The hearing is expected to take place at the CJEU next year.
Managing Director of Totally Wicked, Fraser Cropper, says e-cigarettes contain no tobacco and thus should not be classed as “tobacco related products” in EU regulations.
Totally Wicked says e-cigarettes have the potential to render tobacco cigarettes obsolete, an evolution that would prevent millions of tobacco-smoking-related deaths.
Tobacco products, especially tobacco cigarettes, is a multibillion dollar global business. Governments also collect billions of dollars each year in taxes from smokers.
With an e-cigarette, the user inhales vapor, which may (or may not) contain nicotine. It has no tobacco.
The TPD may undermine the availability of good quality e-cigarettes and e-liquids, the company added. This could jeopardize the “life-changing potential of e-cigarettes, resulting in a major detrimental impact on the public health of millions of people across the EU.”
Regarding Mr. Justice Green’s decision on Monday, Mr. Cropper said:
“Today marks an important step in our legal challenge. Article 20 of the TPD would result in electronic cigarettes being subjected to a stricter regulatory regime than some tobacco products. Not only is this article therefore disproportionate, we believe it is also contrary to established EU law. It is therefore vitally important that the UK court has decided that the CJEU should make a ruling on the lawfulness of Article 20.”

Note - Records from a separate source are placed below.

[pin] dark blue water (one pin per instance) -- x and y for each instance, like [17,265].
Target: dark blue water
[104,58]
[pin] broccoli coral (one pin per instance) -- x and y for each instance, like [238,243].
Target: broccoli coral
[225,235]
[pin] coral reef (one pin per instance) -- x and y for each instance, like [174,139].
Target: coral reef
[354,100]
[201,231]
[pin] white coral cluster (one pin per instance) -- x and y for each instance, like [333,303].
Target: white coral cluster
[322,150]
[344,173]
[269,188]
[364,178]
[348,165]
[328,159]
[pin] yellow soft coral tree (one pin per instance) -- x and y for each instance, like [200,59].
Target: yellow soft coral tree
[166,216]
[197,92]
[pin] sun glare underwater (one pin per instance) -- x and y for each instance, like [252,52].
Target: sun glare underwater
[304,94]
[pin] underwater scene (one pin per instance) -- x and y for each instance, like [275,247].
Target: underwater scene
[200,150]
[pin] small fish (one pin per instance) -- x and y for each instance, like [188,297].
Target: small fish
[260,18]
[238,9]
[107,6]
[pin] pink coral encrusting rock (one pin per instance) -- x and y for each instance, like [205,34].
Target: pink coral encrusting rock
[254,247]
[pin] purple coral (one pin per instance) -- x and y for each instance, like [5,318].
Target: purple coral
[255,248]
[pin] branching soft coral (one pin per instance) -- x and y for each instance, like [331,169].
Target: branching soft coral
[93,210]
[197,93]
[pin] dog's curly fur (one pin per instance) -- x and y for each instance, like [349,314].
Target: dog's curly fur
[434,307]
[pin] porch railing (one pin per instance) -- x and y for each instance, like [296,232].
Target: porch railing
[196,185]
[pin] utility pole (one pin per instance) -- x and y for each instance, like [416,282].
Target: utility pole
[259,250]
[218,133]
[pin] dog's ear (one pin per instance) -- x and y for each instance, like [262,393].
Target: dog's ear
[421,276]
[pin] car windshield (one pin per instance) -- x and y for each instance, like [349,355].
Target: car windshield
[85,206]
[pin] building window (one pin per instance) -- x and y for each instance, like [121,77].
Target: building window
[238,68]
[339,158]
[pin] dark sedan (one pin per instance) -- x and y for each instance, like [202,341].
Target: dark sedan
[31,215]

“For the sake of e-cigarette users and potential users, it is vital that our industry is allowed to mature within a proportionate regulatory framework, which supports appropriate controls and safety requirements, and necessary social responsibility and continues to provide consumer choice to maximize the enormous potential of these products. Article 20 of this Directive patently will not deliver this environment.”
Totally Wicked’s lawyer, Susan Garrett, described the TPD as a misconceived and disproportionate attempt to regulate e-cigarettes.
e-liquid poisoning threat to toddlers
A recent study carried out by the Centers for Disease Control and Prevention (CDC) in the United States showed that the number of calls regarding nicotine-containing e-liquids exploded from one per month in 2010 to 215 per month four years later.
According to the CDC study, e-cigarette replacement cartridges are placed in pretty packages that small children find tempting.
The average tobacco cigarette contains two milligrams of nicotine (in the smoke inhaled). A lethal dose for an adult is between 40 to 60 milligrams. E-liquid cartridges can contain up to 70 milligrams of nicotine.
It does not take that many drops of the nicotine-containing liquid to seriously affect a toddlers heartbeat. There have been reported cases of toddlers developing cardiac arrest, convulsions and even comas after ingesting the liquid.
In August 2014, the CDC reported that in 2013 a total of 263,000 children who had never smoked a tobacco cigarette used electronic cigarettes. This is a huge increase from the 79,000 registered in 2011.